PARIS Sweeping corporate changes being planned at European aerospace group EADS EAD.PA will take effect in the first few days of April rather than immediately following a March 27 shareholder meeting, a company spokesman said on Thursday.
The pause of several days is needed to ensure changes in the shareholder structure are formally approved by the Dutch company registrar, which is closed over Easter.
"It will take a few days after the EGM (shareholder meeting) for full consummation, meaning finalizing all required legal steps," said EADS's chief spokesman Rainer Ohler, in response to a Reuters query about the timing.
"The final step is the registration of all articles of association with the registrar. Only when that has been accomplished will ‘EADS 2.0.' with all its new structures be in place. Given that there is a long Easter weekend this will take us a few days into April."
Only when this has taken place will the appointment of a new board formally take effect, which means investors are unlikely to hear the keenly awaited details about plans for a share buyback until the first week of April at the earliest.

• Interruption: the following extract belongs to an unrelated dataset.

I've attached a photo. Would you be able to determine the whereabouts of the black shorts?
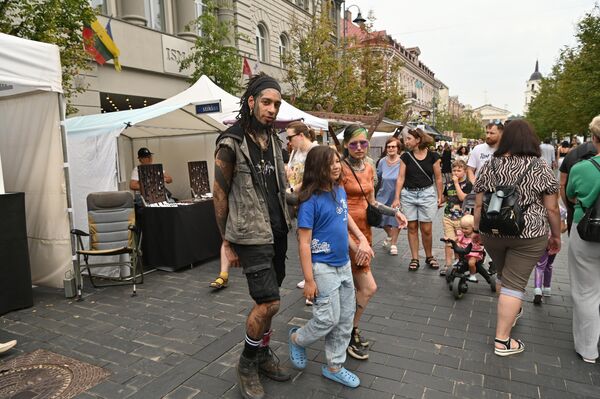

The extraordinary general meeting will vote on new articles of association, the authorizing of a share buyback of up to 15 percent and the composition of a new board expected to be chaired by former Thales chief executive Denis Ranque.
After a decade of Franco-German control under a pact between France and two industrial partners, French media group Lagardere (LAGA.PA) and German carmaker Daimler (DAIGn.DE), EADS is re-inventing itself to allow the industrial shareholders to exit and the German government to take part of Daimler's stake.
The structure boosts the free-market float from 50 percent to 70 percent of the shares and caps combined French, German and Spanish government stakes at 28 percent - below the 30 percent threshold for triggering a mandatory bid.
Any government shares above 28 percent will be placed in a foundation granting the governments dividends but no control over the votes.